И эта его инаковость шла не оттого, что он был одиночкой, как раньше, не от потребности в покое, которая до сих пор отделяла его от всех, не от его нелюбви к разговорам, которая раньше делала его молчаливым, — нет, она шла от маленькой ампулы, переданной советником апелляционного суда Фроммом.
Эта ампула с прозрачным раствором синильной кислоты освободила его. Остальные, товарищи по несчастью, должны пройти последний горький путь; у него же есть выбор.

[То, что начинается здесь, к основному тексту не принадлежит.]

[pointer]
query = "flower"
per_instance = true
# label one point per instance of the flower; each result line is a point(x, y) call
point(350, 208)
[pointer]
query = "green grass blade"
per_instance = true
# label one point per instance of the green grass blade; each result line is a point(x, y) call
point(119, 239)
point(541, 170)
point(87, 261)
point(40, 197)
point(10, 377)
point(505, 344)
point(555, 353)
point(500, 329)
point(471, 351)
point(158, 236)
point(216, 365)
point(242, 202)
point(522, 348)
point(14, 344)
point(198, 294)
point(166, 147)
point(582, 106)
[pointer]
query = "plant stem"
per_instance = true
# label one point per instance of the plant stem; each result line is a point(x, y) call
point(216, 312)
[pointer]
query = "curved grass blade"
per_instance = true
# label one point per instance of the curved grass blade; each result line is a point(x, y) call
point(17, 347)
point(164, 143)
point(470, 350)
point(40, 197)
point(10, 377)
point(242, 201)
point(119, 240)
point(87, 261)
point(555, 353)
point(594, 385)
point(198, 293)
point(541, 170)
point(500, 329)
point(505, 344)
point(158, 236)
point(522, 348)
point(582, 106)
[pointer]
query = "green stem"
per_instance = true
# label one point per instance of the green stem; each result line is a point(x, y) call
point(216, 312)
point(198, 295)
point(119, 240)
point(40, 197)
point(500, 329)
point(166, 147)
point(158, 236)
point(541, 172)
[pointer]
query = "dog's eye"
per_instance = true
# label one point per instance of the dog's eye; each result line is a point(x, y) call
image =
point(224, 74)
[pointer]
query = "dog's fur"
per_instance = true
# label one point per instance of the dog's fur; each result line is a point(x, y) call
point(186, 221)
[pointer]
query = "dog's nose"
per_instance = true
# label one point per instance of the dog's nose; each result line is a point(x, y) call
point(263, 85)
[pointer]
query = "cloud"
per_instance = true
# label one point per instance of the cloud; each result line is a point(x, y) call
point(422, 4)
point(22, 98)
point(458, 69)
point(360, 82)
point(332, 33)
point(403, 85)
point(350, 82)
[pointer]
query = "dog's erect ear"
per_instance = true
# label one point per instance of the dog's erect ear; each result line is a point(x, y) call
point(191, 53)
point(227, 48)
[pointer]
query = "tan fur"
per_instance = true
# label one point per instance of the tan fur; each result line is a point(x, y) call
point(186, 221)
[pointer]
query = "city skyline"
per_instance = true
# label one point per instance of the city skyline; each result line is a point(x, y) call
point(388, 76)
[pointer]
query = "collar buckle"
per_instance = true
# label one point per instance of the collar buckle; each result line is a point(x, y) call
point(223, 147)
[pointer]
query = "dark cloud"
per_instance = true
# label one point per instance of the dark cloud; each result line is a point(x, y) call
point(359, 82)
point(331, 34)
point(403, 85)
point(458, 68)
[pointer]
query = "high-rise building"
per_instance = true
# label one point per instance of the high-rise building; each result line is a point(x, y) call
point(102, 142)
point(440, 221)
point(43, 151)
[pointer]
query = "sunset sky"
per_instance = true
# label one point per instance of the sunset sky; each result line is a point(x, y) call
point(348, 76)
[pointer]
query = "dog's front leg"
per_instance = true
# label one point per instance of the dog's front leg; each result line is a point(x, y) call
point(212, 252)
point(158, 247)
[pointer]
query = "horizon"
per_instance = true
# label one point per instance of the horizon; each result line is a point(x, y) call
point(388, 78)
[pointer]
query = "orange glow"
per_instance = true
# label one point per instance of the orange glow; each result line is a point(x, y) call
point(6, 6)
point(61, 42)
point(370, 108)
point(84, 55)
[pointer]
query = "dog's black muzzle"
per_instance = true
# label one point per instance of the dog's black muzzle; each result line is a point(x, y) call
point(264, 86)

Он может умереть в любую минуту, ему достаточно только захотеть. Он свободен. Здесь, в тюрьме для смертников, за стенами и решетками, в наручниках и кандалах, он, Отто Квангель — бывший мастер-столяр, бывший сменный мастер, бывший супруг, бывший отец, бывший бунтарь, — стал свободен. Вот чего они достигли, освободили его, он свободен, как никогда в жизни. Он, обладатель этой ампулы, не страшится смерти. Смерть все время при нем, в любую минуту, как друг. Ему, Отто Квангелю, незачем по четвергам и понедельникам просыпаться задолго до срока и испуганно прислушиваться у двери. Он не принадлежит к их числу, совсем не принадлежит. Ему незачем терзаться, поскольку конец всем мучениям всегда при нем.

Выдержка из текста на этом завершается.